Prater, who you referenced, was close in both the fan voting and the discussions that Jim Saccomano and I had. Working against him was the presence of three other kickers already on the 100 -- Ring of Famers Jason Elam, Jim Turner and Gene Mingo. (Mingo, who had multiple roles on special teams and offense, is perhaps the most versatile player in Broncos history.)
In the case of kicking, one must pay attention to their era and the norms of it. For the six seasons in which Prater kicked field goals for the Broncos -- 2008-13 (he had a late-season cameo on kickoffs in 2007) -- he hit 82.9 percent of his attempts, which was slightly below the league average of 83.6 for those years. Elam and Turner were both above the league average in field-goal percentage for their eras with the Broncos. Of the 23 kickers who attempted at least 120 field goals from 1971-79, when Turner kicked for the team, just three had better percentages that Turner's 65.1.
Chubb, as mentioned earlier, only has the single season of production. While the chances of him maintaining that level of play or increasing it appear to be good, there are no guarantees, and the Broncos 100 reflects tangible contributions to the Broncos, not guesswork as to what their play could be. Another season like 2018 would likely put Chubb among the top 100 if a new list were compiled next year. But if Chubb's production tails off like that of Mike Croel, who followed his 10-sack rookie season of 1991, with just 10 sacks over his next three years combined, he wouldn't be a candidate for the 100.
#AskMase Could you elucidate the selection of Daniel Graham?
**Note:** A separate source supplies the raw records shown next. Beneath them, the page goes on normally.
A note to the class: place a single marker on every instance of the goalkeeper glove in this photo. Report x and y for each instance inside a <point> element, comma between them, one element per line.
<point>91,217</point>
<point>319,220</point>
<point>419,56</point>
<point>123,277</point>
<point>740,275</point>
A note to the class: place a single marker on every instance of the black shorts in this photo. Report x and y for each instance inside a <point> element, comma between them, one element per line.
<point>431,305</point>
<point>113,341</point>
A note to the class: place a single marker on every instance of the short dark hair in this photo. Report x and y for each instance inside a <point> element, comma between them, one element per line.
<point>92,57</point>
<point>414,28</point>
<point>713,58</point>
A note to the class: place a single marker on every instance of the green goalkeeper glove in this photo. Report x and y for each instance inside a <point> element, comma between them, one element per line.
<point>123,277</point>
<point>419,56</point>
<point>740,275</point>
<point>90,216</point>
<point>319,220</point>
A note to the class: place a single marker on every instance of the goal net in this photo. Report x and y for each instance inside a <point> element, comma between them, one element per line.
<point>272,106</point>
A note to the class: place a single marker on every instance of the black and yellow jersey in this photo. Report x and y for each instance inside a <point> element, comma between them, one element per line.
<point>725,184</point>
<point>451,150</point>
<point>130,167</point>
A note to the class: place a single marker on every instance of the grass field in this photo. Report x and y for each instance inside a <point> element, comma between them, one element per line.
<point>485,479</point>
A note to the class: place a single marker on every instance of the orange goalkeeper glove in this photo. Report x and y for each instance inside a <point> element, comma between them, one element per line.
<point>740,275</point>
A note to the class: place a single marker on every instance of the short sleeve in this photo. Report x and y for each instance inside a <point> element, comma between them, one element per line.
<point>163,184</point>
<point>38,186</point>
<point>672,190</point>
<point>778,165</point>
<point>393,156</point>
In my memory he was a solid player, sure, but doesn't really seem deserving of this historic acknowledgment.
-- Stacy Carson (@carsonic on Twitter)
During his four seasons (2007-10), Graham was a team leader, serving as a captain over multiple years and under multiple head coaches (he played under three: Mike Shanahan, Josh McDaniels and interim coach Eric Studesville). I know at least one reporter brought up the idea that Clarence Kay should have been in the 100, but Graham had more receptions and yards per 16 games than Kay did, plus Graham displayed impeccable character with the team despite the decline in the Broncos' on-field fortunes in those years.
Part of selecting a Broncos 100 involves having a balanced group to make sure each position and area of the team is properly represented. Wide receivers might have more spectacular receiving numbers and quarterbacks drive the offense, but having just two or three tight ends on the 100 would be to overlook contributions that go beyond the numbers. That's why you see noted blocker Dwayne "House" Carswell on the Broncos 100, and that also helped get Graham over the line, as well.